POMO PICKS

Top Things to Do This Weekend: May 21–24

Grimm stars make their PDX stage debuts, Ai Weiwei opens at the Portland Art Museum, and Robert Plant hits Bend for his only Oregon summer show. We need clones, stat!

By Ramona DeNies May 21, 2015

Silas Weir Mitchell and Sasha Roiz of Grimm make their Portland stage debut this Friday in PCS's Three Days of Rain. Photo Credit: Patrick Weishampel/www.blankeye.tv.

THEATER

OPENING Three Days of Rain
Friday–Sunday at 7:30 pm, Sunday at 2 pm, Portland Center Stage
Grimm actor Sasha Roiz (Captain Renard) was already a regular audience member for PCS productions when he approached artistic director Chris Coleman. “Sasha and I had coffee a couple of times, talking about projects it might be fun to work on together,” recalls Coleman. Three Days of Rain—a play from Pulitizer-prize-winning Richard Greenberg about siblings trying to solve the mystery of their architect parents—“was one that we got all excited by: complex, smart, meaty, challenging.” Grimm castmate Silas Weir Mitchell came on board, agents gave the nod, and now the two silver screen pros make their Portland stage debuts.

Mr. Burns, A Post-Electric Play
Thursday–Sunday at 7:30 pm, Sunday at 2 pm, Portland Playhouse
Guggenheim fellowship recipient and Reed alumna Anne Washburn mythologizes the work of another former Rose City resident, Simpsons creator Matt Groening. In a postapocalyptic landscape, survivors retell an episode of Groening’s cult cartoon, passing the story down until it becomes the literal stuff of legend. Check out our review.

CLOSING The Phantom of the Opera
Thursday–Saturday at 7:30 pm, Thursday at 1 pm, Saturday at 2pm, Keller Auditorium
It's Broadway in Portland with Andrew Lloyd Webber's beloved musical. Directed by Cameron Mackintosh, the lavish show includes a cast/orchestra of 52 and stars Chris Mann (of TV's The Voice) as The Phantom. It's the long-running thriller's 25th anniversary; hear the "music of the night" for yourself. 
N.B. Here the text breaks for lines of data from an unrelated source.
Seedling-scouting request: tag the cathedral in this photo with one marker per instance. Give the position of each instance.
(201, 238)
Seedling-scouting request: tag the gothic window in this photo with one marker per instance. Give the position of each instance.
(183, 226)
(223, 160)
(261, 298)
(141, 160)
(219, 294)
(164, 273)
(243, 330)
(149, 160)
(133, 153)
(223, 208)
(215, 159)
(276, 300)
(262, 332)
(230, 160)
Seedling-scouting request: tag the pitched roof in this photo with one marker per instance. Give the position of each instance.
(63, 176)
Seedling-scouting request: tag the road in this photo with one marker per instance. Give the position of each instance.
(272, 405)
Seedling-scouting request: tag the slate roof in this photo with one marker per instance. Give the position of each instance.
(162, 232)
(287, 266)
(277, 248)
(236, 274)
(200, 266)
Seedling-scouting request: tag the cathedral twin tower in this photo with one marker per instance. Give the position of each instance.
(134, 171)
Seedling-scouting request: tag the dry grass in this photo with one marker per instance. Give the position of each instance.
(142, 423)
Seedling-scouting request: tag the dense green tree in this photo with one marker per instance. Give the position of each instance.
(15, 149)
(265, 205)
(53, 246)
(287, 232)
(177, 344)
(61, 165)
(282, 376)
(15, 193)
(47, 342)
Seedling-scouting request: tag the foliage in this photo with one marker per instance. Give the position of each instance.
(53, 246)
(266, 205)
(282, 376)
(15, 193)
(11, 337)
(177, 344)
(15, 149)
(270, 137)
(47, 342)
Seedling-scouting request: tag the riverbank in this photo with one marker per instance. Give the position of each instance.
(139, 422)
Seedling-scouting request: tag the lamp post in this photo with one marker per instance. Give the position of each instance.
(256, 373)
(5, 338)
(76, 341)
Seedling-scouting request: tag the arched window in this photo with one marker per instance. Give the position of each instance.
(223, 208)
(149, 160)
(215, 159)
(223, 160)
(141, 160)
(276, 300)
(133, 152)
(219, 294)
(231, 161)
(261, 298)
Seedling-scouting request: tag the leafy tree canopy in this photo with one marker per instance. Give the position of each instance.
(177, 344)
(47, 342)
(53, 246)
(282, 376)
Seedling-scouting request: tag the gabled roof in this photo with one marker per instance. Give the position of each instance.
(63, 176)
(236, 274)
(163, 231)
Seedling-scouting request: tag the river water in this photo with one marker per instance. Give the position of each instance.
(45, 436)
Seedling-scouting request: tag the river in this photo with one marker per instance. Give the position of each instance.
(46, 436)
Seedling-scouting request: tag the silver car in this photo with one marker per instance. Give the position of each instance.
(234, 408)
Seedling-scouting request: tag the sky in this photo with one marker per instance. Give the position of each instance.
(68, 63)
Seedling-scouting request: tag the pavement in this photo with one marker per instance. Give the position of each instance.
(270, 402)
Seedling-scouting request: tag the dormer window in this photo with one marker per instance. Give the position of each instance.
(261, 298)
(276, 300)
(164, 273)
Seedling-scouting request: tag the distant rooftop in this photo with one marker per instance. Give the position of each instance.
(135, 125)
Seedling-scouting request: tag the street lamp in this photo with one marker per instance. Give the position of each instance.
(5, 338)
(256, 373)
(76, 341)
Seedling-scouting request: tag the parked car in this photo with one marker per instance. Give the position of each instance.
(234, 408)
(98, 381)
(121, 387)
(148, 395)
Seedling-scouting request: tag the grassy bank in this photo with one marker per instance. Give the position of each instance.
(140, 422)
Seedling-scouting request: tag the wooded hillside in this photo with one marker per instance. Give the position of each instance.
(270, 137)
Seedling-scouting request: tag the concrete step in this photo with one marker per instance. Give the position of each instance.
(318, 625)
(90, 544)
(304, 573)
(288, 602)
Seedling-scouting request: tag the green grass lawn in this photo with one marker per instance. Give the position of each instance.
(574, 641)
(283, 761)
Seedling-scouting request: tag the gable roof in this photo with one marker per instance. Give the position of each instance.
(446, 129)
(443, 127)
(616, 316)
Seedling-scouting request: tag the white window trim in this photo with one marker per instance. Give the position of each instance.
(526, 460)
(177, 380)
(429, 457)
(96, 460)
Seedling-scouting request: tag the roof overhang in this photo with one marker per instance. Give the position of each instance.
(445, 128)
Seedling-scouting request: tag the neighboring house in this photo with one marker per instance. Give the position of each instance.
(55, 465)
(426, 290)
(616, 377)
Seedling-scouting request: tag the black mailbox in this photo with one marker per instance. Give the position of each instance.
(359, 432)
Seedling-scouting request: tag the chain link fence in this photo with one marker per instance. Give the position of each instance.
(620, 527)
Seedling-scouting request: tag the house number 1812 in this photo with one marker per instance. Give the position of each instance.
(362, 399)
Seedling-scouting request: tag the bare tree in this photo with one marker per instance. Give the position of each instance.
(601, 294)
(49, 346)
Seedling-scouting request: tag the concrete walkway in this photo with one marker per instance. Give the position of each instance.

Bill Kreutzmann, drummer for the Grateful Dead, brings his book tour to Portland.

BOOKS & TALKS

Bill Kreutzmann
Thursday at 7 pm, Powell's at Cedar Hills Crossing
From 1965 to 1995, drummer Bill Kreutzmann, now a famously unpretentious local of Kauai and a digital artist, played over 2,300 Grateful Dead shows. That’s plenty of sex, drugs, and rock ’n roll to fill 400-plus pages of his new memoir Deal: My Three Decades of Drumming, Dreams, and Drugs with the Grateful Dead. (Load up with our preview.) Kreutzmann hits Powell's with co-writer Benjy Eisen of Rolling Stone.

VISUAL ARTS

OPENING Ai Weiwei: Circle of Animals/Zodiac Heads: Gold
Saturday and Sunday from 10 am to 5 pm, Portland Art Museum
Beijing’s most (in)famous activist/artist has long engaged themes of authenticity and suppression. This installation re-creates the magnificent bronze and gold-patina animal heads that festooned Chinese Emperor Qianlong’s Old Summer Palace until looted during the Second Opium War of 1860. We've got a slideshow here!

FILM

Filmed by Bike
Friday–Sunday, various times, Hollywood Theatre and Velo Cult
Scavenger hunts. Street parties. Speed raffles. Beer tours. The quirky annual pedal-centric festival, now 12 years strong, gains speed with ever-more off-camera events along with screenings of the “world’s best bike movies.” This year's film line-up includes selections on Slovenian cyclocross, a BMX tribute to Pee-wee’s Big Adventure, and a Portuguese goat riding a guy riding a bike. Read our picks here.

DANCE

Cosmosis: BodyVox and the Amphion String Quartet
Thursday–Saturday at 7:30 pm, Saturday at 2 pm, BodyVox
Dance theater meets live chamber music as BodyVox artistic directors Ashley Roland and Jamey Hampton pair their signature choreography with “suspenseful and virtuoso playing” from this young East Coast quartet. (Music includes works from Maurice Ravel, Samuel Barber, and Portland's own Elliott Smith.)

WORTH A TRIP

Robert Plant
Monday at 6:30 pm, Les Schwab Ampitheater, Bend
At 66, the former Led Zeppelin front man outstruts stars half his age (we’re looking at you, Adam Levine), and his talent seems as limitless as his vocal range. Lately the bluesy Brit has lent his multioctave yowls to stunning projects with Alison Krauss and one-time flame Patty Griffin. Last year Plant released his tenth solo album, Lullaby and … The Ceaseless RoarRolling Stone calls it his “hardest-rocking set in a decade.”